How to set environment variables in Dockerfile via Azure DevOps

5
votes

In my projects Docker file I have some environment variables, like this:

ENV ACCEPT_EULA=Y
ENV SA_PASSWORD=Password
ENV MSSQL_PID=Developer
ENV MSSQL_TCP_PORT=1433

And I would like to pass the password here as an environment variable set in my pipeline.

In Azure DevOps I have two pipelines. One for building the solution and one for building and pushing docker images to DockerHub. There are options to set variables in both these pipelines: enter image description here enter image description here I have set the password in both pipelines and edited my password in the Dockerfile to look like this:

ENV SA_PASSWORD=$(SA_PASSWORD)

But that does not seem to be working. What is the correct way of passing environment variables from Azure DevOps into a Docker image?

Also, is this a safe way of passing secrets? Is there any way someone could read secrets from a Docker image?

Thanks!

4
azuredockerazure-devopsdockerfile
Hi @PalBo did you get a chance to try out below my answer? please let me know if there is any question.Levi Lu-MSFT

4 Answers

8
votes

You can set an ARG var_name and reference ENV to the ARG variables. Then you can replace those variables when docker build the image $ docker build --build-arg var_name=$(VARIABLE_NAME)

For example the add ARG in dockerfile, and have the ENV variable refer to it:

ARG SECRET
ENV ACCEPT_EULA=Y
ENV SA_PASSWORD=$SECRET
ENV MSSQL_PID=Developer
ENV MSSQL_TCP_PORT=1433

You can use dock build task and dock push task separately, as buildandpush command cannot accept arguments. And set a variable SECRET in your pipeline.

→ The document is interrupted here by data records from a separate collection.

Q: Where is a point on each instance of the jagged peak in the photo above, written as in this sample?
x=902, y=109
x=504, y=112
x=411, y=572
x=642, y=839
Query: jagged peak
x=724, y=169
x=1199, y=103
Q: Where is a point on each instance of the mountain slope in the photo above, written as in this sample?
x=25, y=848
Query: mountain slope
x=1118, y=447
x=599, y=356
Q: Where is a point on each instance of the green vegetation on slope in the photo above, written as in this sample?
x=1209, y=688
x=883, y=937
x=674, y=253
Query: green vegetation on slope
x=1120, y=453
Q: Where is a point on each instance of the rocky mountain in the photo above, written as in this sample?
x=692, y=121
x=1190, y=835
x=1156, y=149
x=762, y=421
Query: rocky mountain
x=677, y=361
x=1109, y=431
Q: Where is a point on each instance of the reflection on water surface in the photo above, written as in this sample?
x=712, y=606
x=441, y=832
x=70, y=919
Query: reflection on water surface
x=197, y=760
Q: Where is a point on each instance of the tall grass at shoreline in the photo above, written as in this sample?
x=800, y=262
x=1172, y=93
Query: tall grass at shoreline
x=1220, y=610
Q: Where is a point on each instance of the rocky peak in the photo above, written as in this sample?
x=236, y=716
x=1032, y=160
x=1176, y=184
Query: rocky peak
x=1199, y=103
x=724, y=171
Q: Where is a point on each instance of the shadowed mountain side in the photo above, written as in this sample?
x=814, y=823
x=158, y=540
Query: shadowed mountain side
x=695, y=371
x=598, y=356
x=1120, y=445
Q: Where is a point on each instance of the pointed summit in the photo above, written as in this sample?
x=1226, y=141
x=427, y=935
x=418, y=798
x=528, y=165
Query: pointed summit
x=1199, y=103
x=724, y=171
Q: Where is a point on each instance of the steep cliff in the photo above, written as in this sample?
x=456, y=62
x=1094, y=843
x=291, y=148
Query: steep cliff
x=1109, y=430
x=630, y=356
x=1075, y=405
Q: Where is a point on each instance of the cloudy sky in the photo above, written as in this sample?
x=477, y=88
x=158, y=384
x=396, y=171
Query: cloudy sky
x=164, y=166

enter image description here

The set the Build Arguments SECRET= $(SECRET) to replace the ARG SECRET

enter image description here

You can also refer to a similar thread.

1
votes

I am using the Replace Tokens extension for exactly tasks like this: https://marketplace.visualstudio.com/items?itemName=qetza.replacetokens

However, putting secrets into your Dockerfile might not be the best idea. Usually you would provide secrets or generally runtime configuration as environment variables when you actually execute the container.

1
votes

I suggest to set the environment variables at runtime. If you are deploying to an Azure App Service, app settings are injected into the process as environment variables automatically.

You can then use the same image for multiple environments. With the Deploy Azure App Service task in a release pipeline, you can change the app settings for each environment.

https://docs.microsoft.com/en-us/azure/app-service/configure-custom-container?pivots=container-linux#configure-environment-variables

-3
votes

In release, choose deploy azure app service task. Provide required properties at App settings section under Application and Configuration Settings option.